Por todo ello, procede estimar igualmente, este motivo de recurso-
Vistos los artículos citados y demás de general y pertinente aplicación al caso.
Fallo
ESTIMAMOS parcialmente, el recurso de apelación formulado por la Procuradora Sra. De la Fuente Bravo, en nombre y representación de Dª. Dominga, contra la sentencia de fecha 5 de abril de 2.023 dictada en el procedimiento de Modificación de Medidas seguido ante el Juzgado de Primera Instancia (FAMILIA), Nº 7 de Móstoles, con el número de autos 1079/2022, y en consecuencia revocamos la citada resolución, y acordamos mantener a las dos hijas menores de las partes bajo la custodia materna, conforme a lo pactado por las partes en el Convenio Regulador de los efectos de la disolución de su matrimonio por divorcio, aprobado judicialmente por sentencia de 9 de marzo de 2017, con ampliación del régimen de visitas y estancias de las menores con su padre establecido en dicho convenio, acordando que las menores permanecerán con su padre los fines de semana alternos, de viernes a la salida del colegio a lunes a la hora habitual de entrada al centro escolar, y dos tardes a la semana, que las partes determinarán de común acuerdo, y que a falta de acuerdo, serán las tardes de martes y miércoles, desde la salida del colegio hasta las 20.00 horas. Igualmente se acuerda que el incremento que supone el coste de los estudios de bachillerato, no subvencionado en el centro escolar al que asisten las hijas, será abonado por mitad por ambos progenitores.
Sin hacer expresa imposición de las costas procesales ocasionadas en esta alzada a ninguna de las partes.
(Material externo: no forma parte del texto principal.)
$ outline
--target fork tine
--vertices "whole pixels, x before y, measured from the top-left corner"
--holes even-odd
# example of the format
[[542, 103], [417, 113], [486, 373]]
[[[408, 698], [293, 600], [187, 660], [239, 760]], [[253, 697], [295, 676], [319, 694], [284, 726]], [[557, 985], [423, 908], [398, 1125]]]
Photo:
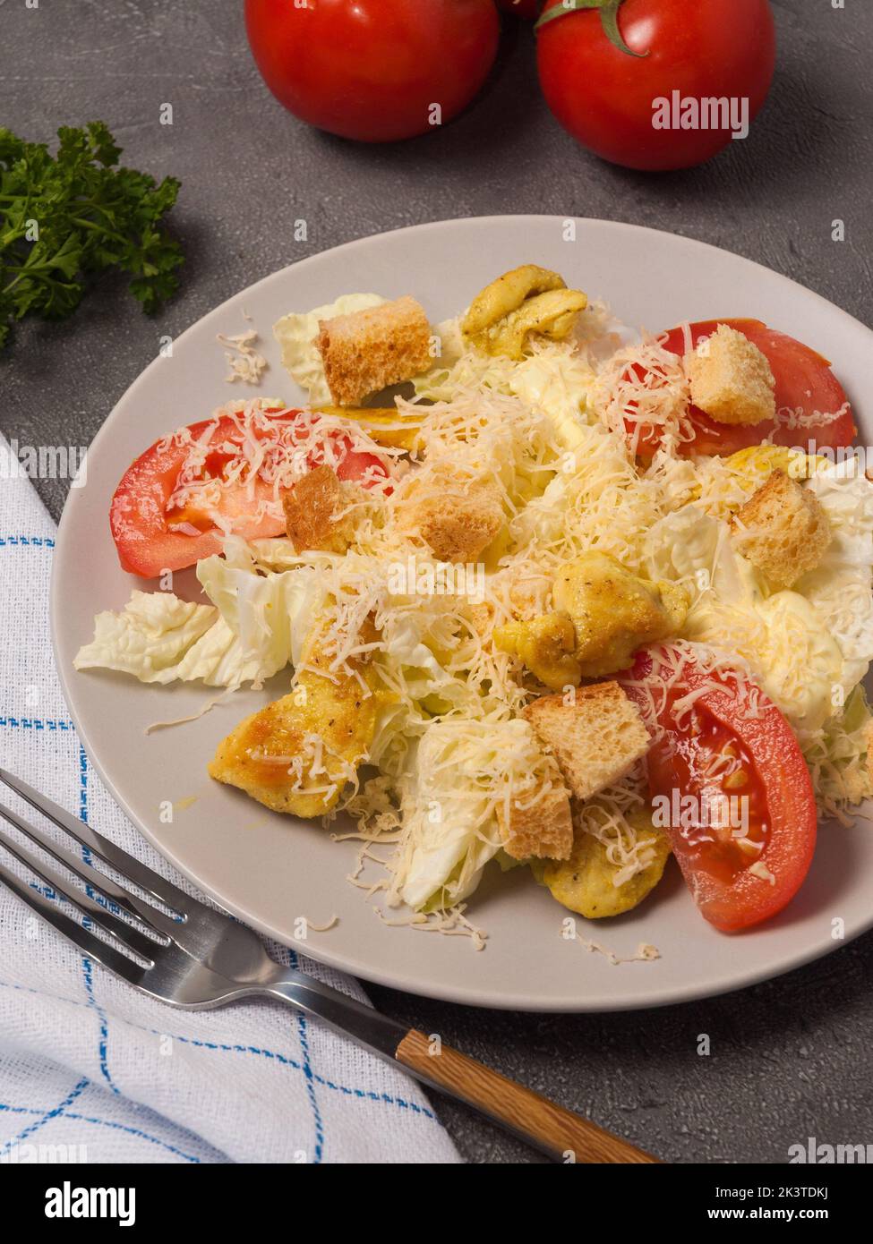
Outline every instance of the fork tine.
[[[37, 830], [35, 825], [30, 825], [21, 816], [19, 816], [17, 812], [14, 812], [4, 804], [0, 804], [0, 816], [9, 821], [10, 825], [14, 825], [16, 830], [20, 830], [21, 833], [29, 837], [30, 841], [37, 847], [47, 851], [52, 858], [64, 865], [65, 868], [68, 868], [70, 872], [75, 873], [80, 881], [85, 882], [86, 886], [91, 886], [92, 889], [98, 891], [102, 897], [107, 899], [107, 902], [115, 903], [116, 907], [127, 912], [127, 914], [133, 917], [133, 919], [137, 919], [139, 923], [152, 928], [151, 917], [162, 916], [161, 912], [156, 911], [156, 908], [151, 907], [148, 903], [137, 903], [137, 906], [134, 906], [134, 894], [128, 894], [126, 889], [117, 886], [111, 877], [106, 876], [105, 872], [100, 872], [98, 868], [95, 868], [93, 865], [88, 863], [86, 860], [80, 858], [80, 856], [67, 851], [66, 847], [60, 846], [50, 838], [47, 833], [44, 833], [42, 830]], [[102, 907], [101, 911], [103, 911]], [[164, 919], [167, 918], [164, 917]], [[156, 921], [154, 923], [158, 922]], [[174, 922], [167, 921], [167, 923], [172, 927]], [[154, 932], [153, 928], [152, 932]]]
[[2, 863], [0, 863], [0, 882], [7, 886], [14, 894], [17, 894], [37, 916], [41, 916], [44, 921], [54, 926], [59, 933], [62, 933], [64, 937], [77, 945], [90, 959], [102, 963], [105, 968], [115, 972], [117, 977], [127, 980], [131, 985], [142, 985], [142, 979], [147, 972], [146, 968], [134, 963], [133, 959], [128, 959], [127, 955], [120, 954], [118, 950], [115, 950], [106, 942], [101, 942], [93, 933], [82, 928], [66, 912], [61, 911], [56, 903], [52, 903], [49, 898], [40, 894], [39, 891], [31, 889], [30, 886], [19, 881], [15, 873], [10, 872]]
[[[64, 877], [60, 876], [60, 873], [55, 872], [54, 868], [49, 868], [46, 865], [36, 860], [29, 851], [20, 847], [17, 842], [14, 842], [12, 838], [10, 838], [2, 830], [0, 830], [0, 846], [9, 851], [11, 856], [25, 866], [25, 868], [30, 868], [31, 872], [36, 873], [36, 876], [40, 877], [50, 887], [50, 889], [62, 894], [68, 903], [72, 903], [72, 906], [82, 913], [82, 916], [88, 917], [88, 919], [92, 919], [96, 924], [98, 924], [103, 932], [108, 933], [116, 942], [120, 942], [128, 950], [141, 954], [143, 959], [148, 959], [148, 962], [152, 963], [153, 954], [159, 949], [158, 943], [152, 942], [138, 929], [132, 928], [130, 924], [120, 921], [117, 916], [107, 912], [105, 907], [95, 903], [92, 898], [88, 898], [88, 896], [82, 893], [81, 889], [71, 886]], [[72, 923], [75, 924], [76, 922], [72, 921]], [[95, 940], [98, 939], [95, 938]]]
[[205, 904], [201, 903], [198, 899], [192, 898], [191, 894], [186, 894], [183, 889], [174, 886], [172, 881], [167, 881], [164, 877], [158, 876], [147, 865], [141, 863], [127, 851], [122, 851], [117, 847], [115, 842], [110, 842], [105, 838], [102, 833], [97, 833], [92, 830], [90, 825], [85, 821], [80, 821], [77, 817], [67, 812], [66, 809], [61, 807], [60, 804], [55, 804], [54, 800], [49, 799], [46, 795], [41, 795], [32, 786], [29, 786], [26, 781], [16, 778], [14, 774], [7, 773], [5, 769], [0, 769], [0, 781], [5, 782], [10, 790], [14, 790], [16, 795], [26, 800], [31, 807], [35, 807], [37, 812], [42, 812], [47, 816], [50, 821], [60, 829], [68, 833], [76, 840], [81, 846], [88, 847], [95, 855], [103, 860], [105, 863], [111, 865], [117, 868], [118, 872], [127, 878], [127, 881], [133, 882], [152, 898], [157, 899], [159, 903], [164, 903], [167, 907], [172, 907], [179, 916], [187, 916], [191, 908], [203, 907], [204, 911], [209, 911]]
La estimación del recurso determina la devolución del depósito constituido, de conformidad con lo establecido en la Disposición Adicional 15ª de la Ley Orgánica 6/1985 de 1 de Julio, del Poder Judicial, introducida por la Ley Orgánica 1/2009, de 3 de noviembre, complementaria de la ley de reforma de la legislación procesal para la implantación de la nueva oficina judicial.
Notifíquese a las partes.
Así, por esta nuestra Sentencia, lo pronunciamos, mandamos y firmamos.
La difusión del texto de esta resolución a partes no interesadas en el proceso en el que ha sido dictada sólo podrá llevarse a cabo previa disociación de los datos de carácter personal que los mismos contuvieran y con pleno respeto al derecho a la intimidad, a los derechos de las personas que requieran un especial deber de tutela o a la garantía del anonimato de las víctimas o perjudicados, cuando proceda.
Los datos personales incluidos en esta resolución no podrán ser cedidos, ni comunicados con fines contrarios a las leyes.